Gene-recombinase technologies, such as Cre/loxP-mediated DNA recombination, are important tools in the study of gene function, but have potential side effects due to damaging activity on DNA. Here we show that DNA recombination by Cre instigates a robust antiviral response in mammalian cells, independent of legitimate loxP recombination. This is due to the recruitment of the cytosolic DNA sensor STING, concurrent with Cre-dependent DNA damage and the accumulation of cytoplasmic DNA. Importantly, we establish a direct interplay between this antiviral response and cell-cell interactions, indicating that low cell densities in vitro could be useful to help mitigate these effects of Cre.
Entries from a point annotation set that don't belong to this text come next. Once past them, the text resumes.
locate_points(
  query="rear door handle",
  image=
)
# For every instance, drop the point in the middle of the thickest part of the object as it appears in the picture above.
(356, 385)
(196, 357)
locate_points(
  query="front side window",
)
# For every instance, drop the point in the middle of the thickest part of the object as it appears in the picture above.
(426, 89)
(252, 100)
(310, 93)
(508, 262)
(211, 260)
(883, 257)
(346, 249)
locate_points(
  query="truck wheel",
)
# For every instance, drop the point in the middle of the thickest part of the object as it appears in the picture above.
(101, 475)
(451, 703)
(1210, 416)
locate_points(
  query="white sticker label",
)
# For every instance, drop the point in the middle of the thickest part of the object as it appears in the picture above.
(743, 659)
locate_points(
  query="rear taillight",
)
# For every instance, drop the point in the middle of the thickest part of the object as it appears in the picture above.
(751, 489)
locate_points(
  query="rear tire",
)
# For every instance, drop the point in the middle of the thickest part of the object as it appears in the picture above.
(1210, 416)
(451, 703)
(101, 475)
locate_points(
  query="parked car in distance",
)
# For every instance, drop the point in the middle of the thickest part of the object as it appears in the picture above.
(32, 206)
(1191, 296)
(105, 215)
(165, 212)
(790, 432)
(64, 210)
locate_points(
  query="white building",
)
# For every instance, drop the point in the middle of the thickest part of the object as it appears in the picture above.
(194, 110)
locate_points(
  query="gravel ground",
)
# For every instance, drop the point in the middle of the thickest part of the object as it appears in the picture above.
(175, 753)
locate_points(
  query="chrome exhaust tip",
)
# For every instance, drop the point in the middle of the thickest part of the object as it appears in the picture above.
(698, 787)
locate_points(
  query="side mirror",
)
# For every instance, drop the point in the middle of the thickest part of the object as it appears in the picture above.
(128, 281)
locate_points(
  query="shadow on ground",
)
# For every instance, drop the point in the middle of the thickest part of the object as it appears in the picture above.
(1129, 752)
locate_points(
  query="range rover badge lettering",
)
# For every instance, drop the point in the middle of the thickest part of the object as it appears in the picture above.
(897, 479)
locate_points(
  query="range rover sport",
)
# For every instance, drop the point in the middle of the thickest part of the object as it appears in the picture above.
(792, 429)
Taking into account the wide range of interferon stimulated genes that may be induced by the STING pathway, these results have broad implications in fields such as immunology, cancer biology, metabolism and stem cell research. Further, this study sets a precedent in the field of gene-engineering, possibly applicable to other enzymatic-based genome editing technologies.